After the junction, the trail is wet and muddy in sections. In these patches, watch for the bright orange of eastern newts standing out sharply over the dark mud and green, mossy rocks. A number of log bridges cross wetlands and streams. This portion of the trail is mainly flat. In the winter, this trail is part of the popular Botheration Pond cross-cross-country ski loop. After about a mile, the trail thins as it reaches another junction.
At the intersection, the trail turns right and follows red markers toward the Balm of Gilead summit. The path immediately begins to ascend fairly steeply for the first time over a rocky stretch.

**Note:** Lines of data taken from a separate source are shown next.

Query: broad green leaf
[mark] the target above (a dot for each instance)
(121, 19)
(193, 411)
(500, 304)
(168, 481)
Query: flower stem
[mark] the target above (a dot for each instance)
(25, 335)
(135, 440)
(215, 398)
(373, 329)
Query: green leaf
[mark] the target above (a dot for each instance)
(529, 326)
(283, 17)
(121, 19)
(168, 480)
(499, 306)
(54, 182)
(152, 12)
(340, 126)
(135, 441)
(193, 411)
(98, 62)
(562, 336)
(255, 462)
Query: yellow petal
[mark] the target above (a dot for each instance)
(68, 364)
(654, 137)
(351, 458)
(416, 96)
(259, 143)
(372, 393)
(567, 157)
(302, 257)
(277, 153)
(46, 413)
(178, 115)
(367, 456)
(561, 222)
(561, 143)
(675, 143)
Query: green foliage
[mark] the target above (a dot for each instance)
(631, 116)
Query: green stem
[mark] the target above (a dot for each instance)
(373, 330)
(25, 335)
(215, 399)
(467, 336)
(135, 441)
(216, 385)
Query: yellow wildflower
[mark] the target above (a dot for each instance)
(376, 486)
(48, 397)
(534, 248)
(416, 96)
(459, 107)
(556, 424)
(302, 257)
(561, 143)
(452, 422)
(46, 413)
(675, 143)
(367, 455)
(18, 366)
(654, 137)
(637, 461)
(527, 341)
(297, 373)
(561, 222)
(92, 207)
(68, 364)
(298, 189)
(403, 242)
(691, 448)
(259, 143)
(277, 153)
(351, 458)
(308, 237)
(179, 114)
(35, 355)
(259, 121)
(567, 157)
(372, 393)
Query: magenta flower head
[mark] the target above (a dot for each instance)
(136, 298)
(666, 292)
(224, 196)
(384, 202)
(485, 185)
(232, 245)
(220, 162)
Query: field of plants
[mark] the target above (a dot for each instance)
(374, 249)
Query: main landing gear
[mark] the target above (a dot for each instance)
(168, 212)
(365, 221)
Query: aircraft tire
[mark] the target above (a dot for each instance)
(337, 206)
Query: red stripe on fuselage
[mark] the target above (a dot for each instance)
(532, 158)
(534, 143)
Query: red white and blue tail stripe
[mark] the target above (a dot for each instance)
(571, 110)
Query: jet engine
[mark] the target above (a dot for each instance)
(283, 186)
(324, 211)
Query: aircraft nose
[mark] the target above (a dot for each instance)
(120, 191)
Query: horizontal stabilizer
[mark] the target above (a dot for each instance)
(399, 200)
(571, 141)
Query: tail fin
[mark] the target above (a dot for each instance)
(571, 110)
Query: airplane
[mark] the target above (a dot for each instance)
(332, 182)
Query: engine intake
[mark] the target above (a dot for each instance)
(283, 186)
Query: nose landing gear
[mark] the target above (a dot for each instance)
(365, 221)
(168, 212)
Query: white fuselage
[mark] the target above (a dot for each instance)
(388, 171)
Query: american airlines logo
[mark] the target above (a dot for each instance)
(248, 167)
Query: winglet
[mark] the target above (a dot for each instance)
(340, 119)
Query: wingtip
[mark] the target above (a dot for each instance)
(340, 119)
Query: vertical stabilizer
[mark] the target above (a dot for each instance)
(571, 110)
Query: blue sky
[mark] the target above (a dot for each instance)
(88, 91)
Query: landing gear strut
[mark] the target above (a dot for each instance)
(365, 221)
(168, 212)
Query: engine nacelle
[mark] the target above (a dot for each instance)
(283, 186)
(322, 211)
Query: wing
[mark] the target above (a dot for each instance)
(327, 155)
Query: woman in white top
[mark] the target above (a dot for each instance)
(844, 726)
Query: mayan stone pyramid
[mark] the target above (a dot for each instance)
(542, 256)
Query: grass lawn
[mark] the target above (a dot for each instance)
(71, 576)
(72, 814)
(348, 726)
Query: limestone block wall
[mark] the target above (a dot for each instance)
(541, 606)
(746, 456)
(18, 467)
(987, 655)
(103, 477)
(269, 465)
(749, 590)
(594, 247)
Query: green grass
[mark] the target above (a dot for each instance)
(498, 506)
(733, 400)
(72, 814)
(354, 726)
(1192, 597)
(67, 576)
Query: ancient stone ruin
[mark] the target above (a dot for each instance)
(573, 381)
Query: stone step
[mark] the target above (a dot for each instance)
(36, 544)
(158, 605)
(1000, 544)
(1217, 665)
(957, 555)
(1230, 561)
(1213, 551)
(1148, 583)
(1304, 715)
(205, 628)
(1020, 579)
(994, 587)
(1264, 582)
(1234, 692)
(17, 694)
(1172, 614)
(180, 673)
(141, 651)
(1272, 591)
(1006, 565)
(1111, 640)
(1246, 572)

The climb is steady for this last half-mile as the trail passes the faces of large bedrock outcrops. Large deciduous trees dominate the forest in this area, with openings in the canopy where sunlight streams onto the trail. After the trail flattens out slightly, the surrounding forest area shifts to a pine forest. Large boulders crop up around the trail as it opens out onto the summit.
The summit is spacious, with plenty of areas to sit and enjoy lunch after the hike. The mountain offers a delightful, broad, and varied view for such a brief climb. To the west, Thirteenth Lake stretches through the valley and Peaked Mountain rises up out of the forest above it. The thick stands of spruce and balsam on the summit and their moss-covered roots provide soft and shady spots from which to admire the surrounding landscape.
The trek back out follows the same path with markers that change from red to yellow to blue at the two junctions. This is a beautiful hike, accessible for anyone who is comfortable and able to walk the full 3 miles round trip.
Click here to download a map and trail directions for Balm of Gilead Mountain.
Help Protect the Forest Preserve and Be Prepared When You Hike: Please follow “carry in, carry out” rules for all trash and follow all other Leave No Trace principles when hiking in the public Forest Preserve and other wild areas. The seven Leave No Trace principles are: 1) Plan ahead and prepare ; 2) Stay on hiking trails and camp at designated areas; 3) Dispose of human waste and trash properly; 4) Leave what you find; 5) Minimize campfires; 6) Respect wildlife; 7) Respect other hikers.
Educated hikers do not damage the environment.
Prepared hikers do not need search and rescue unless injured.
Winter Use: Balm of Gilead Mountain is used for snowshoeing in the winter and the first part of the trail is part of the popular Botheration Pond Loop cross-country ski trail. The road is not plowed in the winter months, so the parking lot is closed. A seasonal parking lot in located on Old Farm Clearing Road, just off of Thirteenth Lake Road.